# Rüstmeister der Taunka



## najagradso (26. November 2008)

Schönen guten Morgen erstmal.


Ich hätte da mal ne frage bezüglich dem Rüstmeister der Taunka.

Ha den schon jemand gefunden oder gibts den ( noch ) nicht.

Wenns einer weiss wo sich der versteckt, würd ich mich über den Standort oder Infos über seinen verbleib freuen ;-)




So, nun ab in die Arbeit.....


----------



## Kwatamehn (26. November 2008)

najagradso schrieb:


> Schönen guten Morgen erstmal.
> 
> 
> Ich hätte da mal ne frage bezüglich dem Rüstmeister der Taunka.
> ...




Nein keine Ahnung, hab ich mich auch schon gefragt und ich fürchte es gibt wirklich keinen.

Im Arsenal kannst du dir ja auch alle Rufbelohnungen ansehen, aber die Taunka sind NICHT angeführt!


----------



## Aloren (26. November 2008)

Wenn das diese komischen Viecher sind, die sich gerne als Fischer ausgeben, dann ist der Rüstmeister im Heulenden Fjord, an der Westküste, in so einem kleinen Dorf von ihnen. Wenn ich mich in der Rasse irren sollte, tuts mir leid.
Aber hoffe, ich konnte helfen.


----------



## Gothic_1234 (26. November 2008)

das die Blizz seiten alle OFF sind 


http://wowdata.buffed.de/faction/list/1097 
und dort ist keine Fraktion der Taunka


----------



## Haxtr (26. November 2008)

Gothic_1234 schrieb:


> das die Blizz seiten alle OFF sind
> 
> 
> http://wowdata.buffed.de/faction/list/1097
> und dort ist keine Fraktion der Taunka



10te von oben *hust*

aber dennoch kein rüstmeister bekannt *g*


----------



## teroa (26. November 2008)

nein für die taunka gibs zwar ruf aber kein rüstmeister eventuell kommt da noch was.


@aloren das ist die fraktion kalu-ka


----------



## Aloren (26. November 2008)

Ach Mist, hab die mit den Kaulak verwechselt. Naja, darf ja mal passieren. 


			Dieser Inhalt steht nur eingeloggten Mitgliedern zur Verfügung.


----------



## Gothic_1234 (26. November 2008)

Haxtr schrieb:


> 10te von oben *hust*
> 
> aber dennoch kein rüstmeister bekannt *g*




Tut mir leid was gehen mir die Hordler Fraktion an^^


€
Ich glaube das ist nur eine Untergruppe


----------



## waldy200 (26. November 2008)

teroa schrieb:


> @aloren das ist die fraktion kalu-ka





Aloren schrieb:


> Ach Mist, hab die mit den Kaulak verwechselt.

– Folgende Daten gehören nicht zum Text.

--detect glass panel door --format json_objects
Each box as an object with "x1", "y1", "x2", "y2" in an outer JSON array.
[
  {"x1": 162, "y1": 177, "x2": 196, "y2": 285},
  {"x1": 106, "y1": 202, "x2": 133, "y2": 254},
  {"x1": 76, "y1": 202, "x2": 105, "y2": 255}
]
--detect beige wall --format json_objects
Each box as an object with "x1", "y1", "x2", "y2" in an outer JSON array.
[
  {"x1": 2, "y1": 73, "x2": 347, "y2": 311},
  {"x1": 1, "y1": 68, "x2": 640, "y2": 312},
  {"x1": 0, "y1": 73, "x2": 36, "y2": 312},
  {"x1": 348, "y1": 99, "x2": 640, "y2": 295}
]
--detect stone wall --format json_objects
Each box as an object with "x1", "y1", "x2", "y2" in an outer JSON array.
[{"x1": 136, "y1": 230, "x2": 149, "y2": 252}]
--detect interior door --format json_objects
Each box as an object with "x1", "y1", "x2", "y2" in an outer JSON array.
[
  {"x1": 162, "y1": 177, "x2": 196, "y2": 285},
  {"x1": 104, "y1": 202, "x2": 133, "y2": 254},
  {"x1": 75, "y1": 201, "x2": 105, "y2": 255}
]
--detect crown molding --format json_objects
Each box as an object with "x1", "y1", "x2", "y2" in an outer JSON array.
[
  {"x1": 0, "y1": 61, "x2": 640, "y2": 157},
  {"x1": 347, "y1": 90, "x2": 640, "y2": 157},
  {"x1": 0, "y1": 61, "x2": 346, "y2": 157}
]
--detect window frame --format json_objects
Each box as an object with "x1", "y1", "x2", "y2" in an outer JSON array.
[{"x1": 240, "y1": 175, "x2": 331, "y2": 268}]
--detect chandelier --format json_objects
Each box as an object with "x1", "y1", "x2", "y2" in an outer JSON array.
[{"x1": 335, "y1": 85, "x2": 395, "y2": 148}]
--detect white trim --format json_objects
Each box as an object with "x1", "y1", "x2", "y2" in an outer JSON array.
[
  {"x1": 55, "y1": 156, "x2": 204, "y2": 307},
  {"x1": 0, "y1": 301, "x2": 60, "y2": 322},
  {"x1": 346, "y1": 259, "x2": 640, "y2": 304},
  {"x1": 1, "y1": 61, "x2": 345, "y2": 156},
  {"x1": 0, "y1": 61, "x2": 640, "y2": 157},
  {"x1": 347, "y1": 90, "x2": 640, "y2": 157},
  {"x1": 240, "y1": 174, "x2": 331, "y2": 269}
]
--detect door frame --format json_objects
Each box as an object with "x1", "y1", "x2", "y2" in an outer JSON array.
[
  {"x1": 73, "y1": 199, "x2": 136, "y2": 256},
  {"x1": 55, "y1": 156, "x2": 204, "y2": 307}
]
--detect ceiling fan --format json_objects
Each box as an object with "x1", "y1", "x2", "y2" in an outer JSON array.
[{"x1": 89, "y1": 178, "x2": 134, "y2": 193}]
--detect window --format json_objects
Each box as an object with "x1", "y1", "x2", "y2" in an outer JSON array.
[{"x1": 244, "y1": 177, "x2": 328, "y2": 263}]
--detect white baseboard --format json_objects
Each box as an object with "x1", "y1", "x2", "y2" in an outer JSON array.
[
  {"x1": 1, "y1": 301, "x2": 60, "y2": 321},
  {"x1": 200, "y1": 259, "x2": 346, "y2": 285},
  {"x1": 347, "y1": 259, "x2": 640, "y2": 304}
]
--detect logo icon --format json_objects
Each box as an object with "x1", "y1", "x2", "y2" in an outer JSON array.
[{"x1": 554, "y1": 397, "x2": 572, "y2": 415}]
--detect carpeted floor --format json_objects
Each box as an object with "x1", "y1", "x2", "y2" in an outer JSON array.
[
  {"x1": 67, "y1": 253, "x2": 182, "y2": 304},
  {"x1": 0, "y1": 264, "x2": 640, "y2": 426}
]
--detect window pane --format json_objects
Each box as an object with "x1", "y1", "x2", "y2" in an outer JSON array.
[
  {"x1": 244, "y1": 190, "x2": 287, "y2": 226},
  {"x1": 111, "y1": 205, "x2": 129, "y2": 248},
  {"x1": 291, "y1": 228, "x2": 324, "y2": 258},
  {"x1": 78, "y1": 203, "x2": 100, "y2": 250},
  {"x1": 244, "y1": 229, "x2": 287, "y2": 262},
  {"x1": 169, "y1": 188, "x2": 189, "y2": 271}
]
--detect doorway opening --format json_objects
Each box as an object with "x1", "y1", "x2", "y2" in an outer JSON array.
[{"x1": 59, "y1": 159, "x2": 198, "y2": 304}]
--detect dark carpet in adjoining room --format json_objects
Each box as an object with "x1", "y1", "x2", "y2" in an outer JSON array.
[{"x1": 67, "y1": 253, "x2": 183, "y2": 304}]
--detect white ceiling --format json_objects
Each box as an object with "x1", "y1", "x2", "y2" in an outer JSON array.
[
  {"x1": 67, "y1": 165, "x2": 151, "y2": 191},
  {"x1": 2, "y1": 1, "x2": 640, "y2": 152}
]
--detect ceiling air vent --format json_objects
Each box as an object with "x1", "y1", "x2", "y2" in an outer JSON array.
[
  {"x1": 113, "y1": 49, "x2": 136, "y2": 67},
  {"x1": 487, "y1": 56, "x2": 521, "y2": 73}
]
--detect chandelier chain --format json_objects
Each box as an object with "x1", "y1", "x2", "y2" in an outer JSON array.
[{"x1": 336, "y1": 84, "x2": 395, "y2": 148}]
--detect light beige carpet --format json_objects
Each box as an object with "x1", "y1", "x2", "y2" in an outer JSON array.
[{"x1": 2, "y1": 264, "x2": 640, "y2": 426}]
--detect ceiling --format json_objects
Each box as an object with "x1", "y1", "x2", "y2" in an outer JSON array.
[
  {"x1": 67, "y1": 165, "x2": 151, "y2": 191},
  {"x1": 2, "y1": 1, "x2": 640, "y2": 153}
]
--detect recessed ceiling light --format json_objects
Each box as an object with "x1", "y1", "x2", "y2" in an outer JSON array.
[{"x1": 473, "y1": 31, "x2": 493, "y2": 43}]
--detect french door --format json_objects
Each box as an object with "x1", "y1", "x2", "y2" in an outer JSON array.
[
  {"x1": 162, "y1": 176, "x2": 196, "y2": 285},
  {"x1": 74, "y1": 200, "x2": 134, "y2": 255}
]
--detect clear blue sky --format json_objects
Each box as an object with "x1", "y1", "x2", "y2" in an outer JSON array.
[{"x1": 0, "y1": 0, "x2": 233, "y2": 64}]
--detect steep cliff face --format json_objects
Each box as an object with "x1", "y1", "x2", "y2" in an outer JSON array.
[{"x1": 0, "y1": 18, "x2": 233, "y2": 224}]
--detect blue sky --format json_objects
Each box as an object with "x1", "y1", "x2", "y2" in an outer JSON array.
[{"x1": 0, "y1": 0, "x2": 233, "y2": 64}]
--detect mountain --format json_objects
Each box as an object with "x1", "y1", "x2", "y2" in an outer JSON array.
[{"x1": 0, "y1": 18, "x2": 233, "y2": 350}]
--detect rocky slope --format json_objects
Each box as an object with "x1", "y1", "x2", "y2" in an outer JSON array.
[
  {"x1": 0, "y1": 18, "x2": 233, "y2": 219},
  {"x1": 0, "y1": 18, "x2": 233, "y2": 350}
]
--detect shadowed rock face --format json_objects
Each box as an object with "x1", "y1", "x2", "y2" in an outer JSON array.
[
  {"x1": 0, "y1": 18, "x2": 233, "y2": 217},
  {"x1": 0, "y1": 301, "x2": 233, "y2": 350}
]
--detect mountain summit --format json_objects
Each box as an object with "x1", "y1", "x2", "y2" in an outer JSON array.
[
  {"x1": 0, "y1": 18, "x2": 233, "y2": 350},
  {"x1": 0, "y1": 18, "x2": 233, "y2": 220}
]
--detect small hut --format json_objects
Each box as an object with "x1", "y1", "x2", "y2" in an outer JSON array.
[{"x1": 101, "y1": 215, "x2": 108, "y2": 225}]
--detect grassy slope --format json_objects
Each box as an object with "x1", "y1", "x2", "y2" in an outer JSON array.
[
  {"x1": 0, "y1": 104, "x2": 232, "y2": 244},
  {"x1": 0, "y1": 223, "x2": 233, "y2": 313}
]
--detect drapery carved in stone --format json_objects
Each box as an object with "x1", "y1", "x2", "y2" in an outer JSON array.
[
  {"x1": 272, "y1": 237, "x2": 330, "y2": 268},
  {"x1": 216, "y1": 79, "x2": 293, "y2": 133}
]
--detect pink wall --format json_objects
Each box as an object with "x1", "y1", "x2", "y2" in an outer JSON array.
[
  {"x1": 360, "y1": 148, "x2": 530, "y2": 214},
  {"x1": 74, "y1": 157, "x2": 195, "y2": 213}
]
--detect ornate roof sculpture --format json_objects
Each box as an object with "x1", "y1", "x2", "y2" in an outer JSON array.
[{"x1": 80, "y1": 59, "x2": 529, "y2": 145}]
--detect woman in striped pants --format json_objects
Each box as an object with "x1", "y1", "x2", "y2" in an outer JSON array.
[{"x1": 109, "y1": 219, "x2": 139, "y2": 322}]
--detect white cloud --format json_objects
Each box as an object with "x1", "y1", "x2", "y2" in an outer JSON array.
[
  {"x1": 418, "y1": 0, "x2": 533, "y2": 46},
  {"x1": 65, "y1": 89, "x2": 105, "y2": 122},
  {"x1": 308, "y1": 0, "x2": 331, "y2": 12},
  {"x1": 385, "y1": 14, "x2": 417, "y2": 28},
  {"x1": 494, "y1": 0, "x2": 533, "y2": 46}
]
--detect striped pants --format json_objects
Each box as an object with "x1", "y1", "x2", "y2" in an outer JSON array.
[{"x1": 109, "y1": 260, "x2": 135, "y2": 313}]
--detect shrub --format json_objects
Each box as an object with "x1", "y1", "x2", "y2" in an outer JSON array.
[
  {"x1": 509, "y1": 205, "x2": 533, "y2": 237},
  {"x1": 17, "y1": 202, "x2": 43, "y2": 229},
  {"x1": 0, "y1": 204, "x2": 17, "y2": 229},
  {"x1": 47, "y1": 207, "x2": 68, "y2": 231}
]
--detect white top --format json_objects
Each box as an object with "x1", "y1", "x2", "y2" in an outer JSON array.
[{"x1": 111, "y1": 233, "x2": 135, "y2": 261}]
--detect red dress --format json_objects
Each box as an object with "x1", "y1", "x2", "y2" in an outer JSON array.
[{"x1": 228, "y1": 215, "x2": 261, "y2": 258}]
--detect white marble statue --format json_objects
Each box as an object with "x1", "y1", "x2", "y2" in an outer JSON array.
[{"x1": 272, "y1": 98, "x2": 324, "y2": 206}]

Naja, darf ja mal passieren.
> 
> 
> Dieser Inhalt steht nur eingeloggten Mitgliedern zur Verfügung.




Leute: das Volk heisst Kalu'ak

zwei schuesse.. zwei daneben ^^


----------



## teroa (26. November 2008)

Gothic_1234 schrieb:


> Tut mir leid was gehen mir die Hordler Fraktion an^^
> 
> 
> €
> Ich glaube das ist nur eine Untergruppe




ich glaube dazu sag ich mal nix.
hast du keine schule????


----------



## Gothic_1234 (26. November 2008)

nö krank geschriebne^^

ubd du keine arbeit oder schule ?????ß


----------



## teroa (26. November 2008)

spätchicht....


----------



## Zrthun (26. November 2008)

Alle Fraktionen die zur Hordeexpedition gehören haben keinen eigenen Rüstmeister. 

*Horde Expedition*
The Hand of Vengeance
The Taunka
Warsong Offensive
The Sunreavers

Blizzard hat das wohl einfach gemacht um mehr Abwechslung bei Fraktionen zu haben ohne das man für die Belohnung bei jeder einzeln Ruf farmen muss.


----------



## Gulwar (2. Dezember 2008)

Zrthun schrieb:


> Alle Fraktionen die zur Hordeexpedition gehören haben keinen eigenen Rüstmeister.



Mal zur Klarstellung und für alle die suchen: Der entsprechende Rüstmeister steht in der Kriegshymnenfeste, in der Mitte der Treppe.
Also indirekt eben auch für die Taunka^^


----------